CONVERSION, Of Iranians to the Zoroastrian faith
CONVERSION, Of Iranians to the Zoroastrian faith
Although modern Zoroastrians question whether their religion even allows conversion, Zoroastrianism, as an ethical and essentially monotheistic religion based on a historical figure, originally had pronounced missionary characteristics, as is clear from the extent of its dissemination.
Of Iranians to the Zoroastrian faith
Although modern Zoroastrians question whether their religion even allows conversion (see vii, below), Zoroastrianism, as an ethical and essentially monotheistic religion based on a historical figure, originally had pronounced missionary characteristics, as is clear from the extent of its dissemination. An example is the conversion of Vīštāspa (Yt. 13.99-100; Dēnkard 7.5.1; cf. Molé, pp. 348 ff.; Boyce, Zoroastrianism I, pp. 187, 249, 279-81), his wife Hutaosā (Yt. 9.26), his brother Zairivairi (Yt. 5.112, 117; 13.101: Pahl. Zarēr), and his son Spəntō’āta (Yt. 13.103: Pers. Esfandīār), which occurred, according to tradition, in Zoroaster’s forty-second year. In popular legend Zoroastrianism is said to have spread first to Sīstān, a region to which both Vīštāspa and the Kayanian cycle (legends about his dynasty) were closely linked (Abdīh ud sahīgīh ī Sagestān, in Pahlavi Texts, ed. Jamasp-Asana, p. 26 l. 9; Markwart, Provincial Capitals, par. 36; Gnoli,1967, pp. 37, 79, 96, 115; Christensen). The profession of faith (Fravarānē, lit. “I profess”; Y.12-13) and the idea of choosing between the opposing camps of the followers of Aša and Drug (Young Av. ašavan– and Old Av. drəgvant-, Young Av. drvant-) were no doubt central elements in conversion to the new religion (cf. Lommel, pp. 156ff., 243; Boyce, 1979, p. 35). Conversions presumably came slowly (Boyce, Zoroastrianism I, pp. 185ff.): The “first teachers” (paoirya-ṱkaēša-) and the “first to have listened to the teachings” (paoirya– sāsnō.gūš-), mentioned in Yt. 13.149 (cf. Malandra, pp. 151, 220), must have initially been very few.

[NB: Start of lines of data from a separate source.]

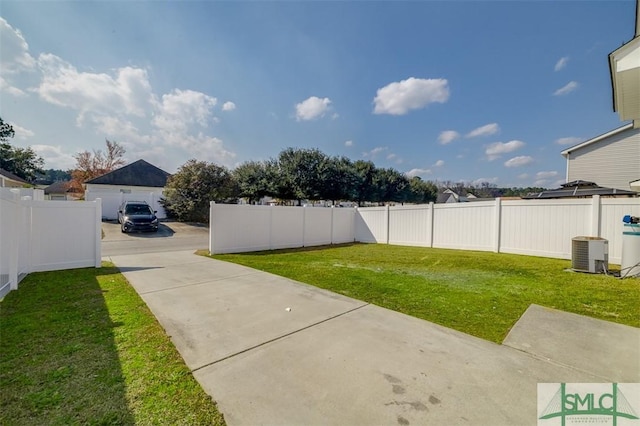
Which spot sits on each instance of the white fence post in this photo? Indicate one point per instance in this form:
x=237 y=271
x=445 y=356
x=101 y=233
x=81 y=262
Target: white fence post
x=304 y=222
x=271 y=207
x=98 y=233
x=333 y=212
x=211 y=223
x=386 y=221
x=14 y=242
x=595 y=216
x=432 y=214
x=497 y=223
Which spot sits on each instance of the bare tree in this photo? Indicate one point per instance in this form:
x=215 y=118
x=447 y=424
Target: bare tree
x=90 y=165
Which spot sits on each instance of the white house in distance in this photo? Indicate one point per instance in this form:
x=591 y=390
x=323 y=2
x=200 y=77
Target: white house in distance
x=611 y=160
x=9 y=180
x=138 y=181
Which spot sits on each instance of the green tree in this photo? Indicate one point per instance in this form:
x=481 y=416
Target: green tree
x=299 y=174
x=22 y=162
x=363 y=189
x=189 y=191
x=6 y=131
x=421 y=192
x=255 y=180
x=340 y=180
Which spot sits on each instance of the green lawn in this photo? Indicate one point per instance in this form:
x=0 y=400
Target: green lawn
x=81 y=347
x=479 y=293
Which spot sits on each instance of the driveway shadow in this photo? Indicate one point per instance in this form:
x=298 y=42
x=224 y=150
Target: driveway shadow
x=137 y=268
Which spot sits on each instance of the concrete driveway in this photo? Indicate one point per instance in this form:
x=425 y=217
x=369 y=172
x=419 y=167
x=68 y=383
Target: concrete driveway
x=171 y=236
x=272 y=351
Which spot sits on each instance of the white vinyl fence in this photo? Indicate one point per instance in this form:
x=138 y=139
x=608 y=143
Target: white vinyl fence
x=237 y=228
x=531 y=227
x=40 y=235
x=111 y=201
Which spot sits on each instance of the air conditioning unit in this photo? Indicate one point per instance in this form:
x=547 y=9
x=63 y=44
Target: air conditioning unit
x=589 y=254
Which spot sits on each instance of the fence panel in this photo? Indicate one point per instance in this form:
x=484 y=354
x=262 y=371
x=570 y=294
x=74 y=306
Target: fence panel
x=372 y=225
x=237 y=229
x=343 y=225
x=410 y=225
x=317 y=226
x=45 y=236
x=467 y=226
x=287 y=227
x=243 y=228
x=64 y=235
x=544 y=227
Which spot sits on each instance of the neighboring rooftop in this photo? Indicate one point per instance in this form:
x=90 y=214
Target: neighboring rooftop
x=580 y=189
x=62 y=187
x=138 y=173
x=10 y=176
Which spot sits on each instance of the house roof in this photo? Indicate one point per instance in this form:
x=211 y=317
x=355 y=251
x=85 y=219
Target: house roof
x=624 y=69
x=580 y=189
x=10 y=176
x=138 y=173
x=597 y=139
x=62 y=187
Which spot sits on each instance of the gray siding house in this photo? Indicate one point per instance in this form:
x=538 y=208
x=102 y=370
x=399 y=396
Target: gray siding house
x=611 y=160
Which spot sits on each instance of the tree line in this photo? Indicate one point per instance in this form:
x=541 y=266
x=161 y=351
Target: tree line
x=293 y=177
x=296 y=175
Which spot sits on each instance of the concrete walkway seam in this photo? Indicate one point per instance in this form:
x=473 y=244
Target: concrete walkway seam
x=275 y=339
x=207 y=281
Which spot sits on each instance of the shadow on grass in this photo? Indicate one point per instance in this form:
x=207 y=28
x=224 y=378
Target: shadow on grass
x=59 y=360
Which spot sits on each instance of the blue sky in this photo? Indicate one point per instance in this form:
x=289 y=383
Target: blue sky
x=462 y=91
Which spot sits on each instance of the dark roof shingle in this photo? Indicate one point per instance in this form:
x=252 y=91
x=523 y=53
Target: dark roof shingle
x=138 y=173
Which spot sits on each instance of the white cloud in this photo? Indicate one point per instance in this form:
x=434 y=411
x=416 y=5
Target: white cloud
x=180 y=109
x=398 y=98
x=448 y=136
x=480 y=181
x=228 y=106
x=312 y=108
x=127 y=92
x=561 y=64
x=6 y=87
x=571 y=140
x=486 y=130
x=566 y=89
x=15 y=50
x=417 y=172
x=519 y=161
x=546 y=175
x=21 y=132
x=375 y=151
x=54 y=157
x=496 y=149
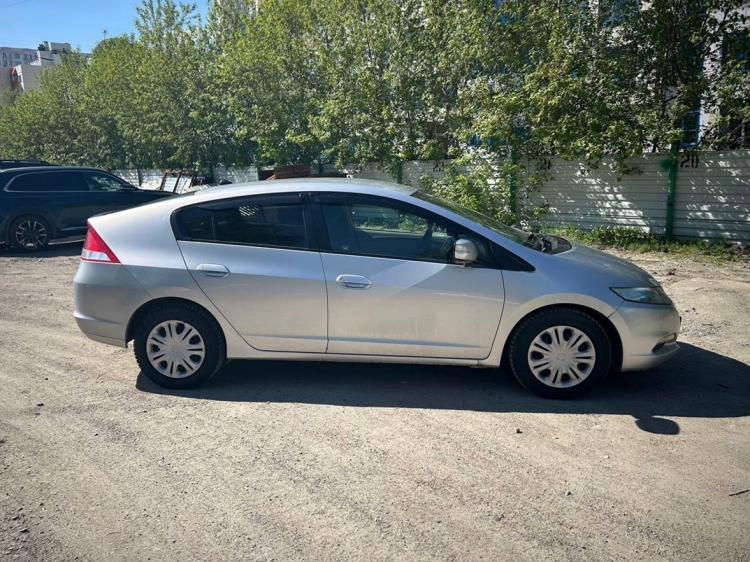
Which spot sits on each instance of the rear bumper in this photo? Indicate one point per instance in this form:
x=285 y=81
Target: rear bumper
x=643 y=329
x=105 y=296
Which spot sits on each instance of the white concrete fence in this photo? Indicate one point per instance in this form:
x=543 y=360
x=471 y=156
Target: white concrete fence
x=711 y=192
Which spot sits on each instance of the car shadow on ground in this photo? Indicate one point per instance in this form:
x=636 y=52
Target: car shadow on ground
x=696 y=383
x=54 y=250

Several passages in the Avesta imply that in the earliest period different ethnic populations were converted to Zoroastrianism. The Farvardīn Yašt (Yt. 13) refers to the fravašis (guardian spirits) of heroes from such unidentified countries as Mužā, Raoždyā, Tanyā, Aŋhvī, and Apaxšīrā and from different peoples or tribes, like the Airyas, Tūiryas, Sairimas, Sāinus, and Dāhis (see dahae ii). In addition, there are references to ašavan men and women of all countries and all peoples, from Gaya Marətan (Pahl. Gayōmart), the first man, to the victorious Saošyant at the end of history (Yt. 13.125, 127, 143-45). Although all these groups probably lived on the eastern Iranian plateau, not all were necessarily Iranian speakers; there is no evidence that early Zoroastrianism was a rigidly ethnic religion. If tūra– can be taken as the ethnic name “Turanian” (cf. Young Av. tūirya-), the special esteem in which Tūra Fryāna (Y. 46.12) was held can be taken as evidence of the universal nature of the Zoroastrian message (see Moulton, p. 197 n. 1; Pettazzoni, p. 90; Dhalla, 1977, pp. 25, 26, 45, 49, 137; for contrary views, see Kellens and Pirart, I, pp. 6, 9, 162, II, p. 249).
Although the idea of the prevalence of the “Aryans” (Av. airya-; Old Pers. ariya-) found in later tradition is the result of a long historical development (Gnoli, 1989), the Avestan yašts do reflect the predominance of Aryans (cf. airyō.šayanəm“Aryan homeland” [Yt. 10.13-14]; airyå daiŋˊhāvō “the Aryan lands,” airyanəm vaēǰō “region of the Aryans”; Gnoli, 1989, pp. 29-70; see arya, aryan). Furthermore, the Airyas occupy the first place in the lists of the different ethnic groups sharing in the Zoroastrian tradition. There also seems to be no real difference between the idea of a kavaēm xᵛarənō, the Kavian Xᵛarənah, which had belonged also to those who preceded the Kayanian dynasty and that of anairyanəm xᵛarənō (Yt. 8.1, 5, 7, 8), the Aryan Xᵛarənah, or rather the Xᵛarənah of the Aryan lands, both mentioned in the Zamyād Yašt (Yt. 19.9ff., 56ff.; Gershevitch, p. 186 n.).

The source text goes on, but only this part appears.